Thursday, 19 May 2016

ON LEAVING

I am so delighted to be announcing the first showing of On Leaving In my hometown, Dublin, the place where the work for the large part was conceptualised and made.
True a component part of the project, Leaving Dublin, was shown there in the  National Photographic Archive as part of the photoIreland festival show Living-Leaving   in 2012. But the show of all three components of the greater photographic project did not come together until October 2013 when I was invited to assemble a solo show for Siamse Tire, in Tralee Co, Kerry.
As this show came together on site the plan for a book of On Leaving evolved over the stay in Kerry where I  designed and  then Installed the show with  the help of fellow photographer Lanka Perren.
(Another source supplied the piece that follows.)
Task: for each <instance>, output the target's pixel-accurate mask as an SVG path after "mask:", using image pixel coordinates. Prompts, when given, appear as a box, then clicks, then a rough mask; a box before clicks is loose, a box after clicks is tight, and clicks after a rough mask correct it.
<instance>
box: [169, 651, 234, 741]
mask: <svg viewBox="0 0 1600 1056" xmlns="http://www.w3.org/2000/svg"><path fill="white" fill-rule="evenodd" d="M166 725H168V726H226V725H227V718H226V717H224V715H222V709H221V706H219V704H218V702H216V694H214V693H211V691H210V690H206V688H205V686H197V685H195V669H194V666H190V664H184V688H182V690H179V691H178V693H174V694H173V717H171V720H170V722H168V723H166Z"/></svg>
From that day my mission was to work on pulling the final components of the work together by traveling and making the remaining portaits and Landscapes  needed to cradle the texts which were slowly coming into view. It took a further year of travel and the intervention of superbly thought out design by Niall McCormack to bring the book On Leaving into existence. Terrifically printed by Nicholson Bass in Belfast  this book was named  the best printed book of the year In 2015 by the print industry of all Ireland.
 The Book On Leaving is the reason for this presentation of the work in Dublin. The existence of Epic Ireland in the vaults of the chq building the reason for showing the work  in this location. And the  time is now right  to show the work to a bigger audience  as it  appears things are returning to normal in Ireland at this time.
As we all know appearances can be deceptive so we have to be aware of all that has happened to the people of Ireland over the last eight years or so. On Leaving provides a lens through which we can look back over  this latest twist in the tale of the Irish Diaspora. During the period of the show the book will be available to contextualise the work which hangs in the large gallery space on the ground floor of the chq building.
I am grateful to  Carole Caprani who arranged the show and to Ian Monahan for   frame design,  providing the soundtracks to many manifestations of the work and  for  hanging the work with    Adam Abuzenan, and to  Pete Smyth for texting us up.
The book is on sale during the show period and I hope viewers of the exhibition take advantage of the special exhibition offer to push the book out throughout the world( it's a free postage offer)
I also hope that a a big group of you the readers of this blog turn up on the night of the launch on Friday the 20th of May 2016 to celebrate all of those people who took part and collaborated in the work that has become On Leaving. The work wil be introduced by Ciara Kenny, journalist and editor of the Irish Times Generation Emigration Blog
I hope to see you there!
Thanks
David



Wednesday, 27 April 2016

BEYOND LEAVING



As I opened my tripod a builder on the single story roof  of the house next door pointed at the sky and shook his head, 'looks like rain he said!'
 It has taken some time. But today I stepped once more into the place where I am most comfortable.
Setting up my camera in the back garden of a house on Church Avenue, Eastwall. I was grateful,
grateful to be once more working with someone I consider a friend. The man who twice set me on my way to the Airport in Sao Paulo after negotiating a shared taxi for me,  who showed me around, and  pointed out the roughness around the edges of the mega-city as I passed through it on my way around the Americas. And of course  I was grateful to be working once more to be making photographs especially within a zone that is now so close to me.